Why should god favour Israel over Egypt?:

Encyclopedia Britanica
Scholars have identified three literary traditions in Exodus,
designated by the letters J, E, and P.
The J strand, so called because it uses the name Yahweh (Jahweh in German) for God,
is a Judaean rendition of the sacred story, perhaps as early as 950 BCE.
The E strand, which designates God as Elohim, is a version of the sacred story
from the northern kingdom of Israel, written in about 900–750 BCE.
The P strand, so called because of its cultic interests and regulations for priests,
is usually dated in the 5th century BC and is regarded as the law
upon which Ezra and Nehemiah based their reform.
Each of these strands preserves materials much older than the time of their incorporation
into a written work. Exodus thus conserves extremely old oral and written history.

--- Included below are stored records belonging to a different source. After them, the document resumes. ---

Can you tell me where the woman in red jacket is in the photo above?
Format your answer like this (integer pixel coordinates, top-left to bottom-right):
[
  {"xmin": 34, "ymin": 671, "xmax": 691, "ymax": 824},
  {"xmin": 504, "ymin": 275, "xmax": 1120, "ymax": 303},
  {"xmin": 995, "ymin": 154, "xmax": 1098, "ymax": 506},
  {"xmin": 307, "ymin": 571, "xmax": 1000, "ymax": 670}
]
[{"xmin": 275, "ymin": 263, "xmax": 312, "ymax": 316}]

Karen Armstrongbr> 622 Josiah rebuilt the Temple, and the Scroll of the Law was discovered,
which was said to be what God had given Moses on Sinai.
There is no mention of written Law in earlier writings,
though these were adjusted to include writings. Radical change was called for.
The writers of Deuteronomy rewrote history

THOUGHTS on EXODUS

1. These are legends, written down in the 5th century about events some six hundred years older,
by gathering legends from a range of sources (though mainly from two, J and E).
2. The accounts are formulated to present a basis for national pride, law and priestly authority.
The concept of an ever-present deity was replaced by one dwelling in a holy place
and a people separated from their neighbours.
3. The legends do not present a credible account, even though the message may be sound.
4. Taking such stories literally is a major contributor to the demise of religion in our day.
5. The concept of Holy Scripture and of Yahweh as the only God did not surface until the 4th century.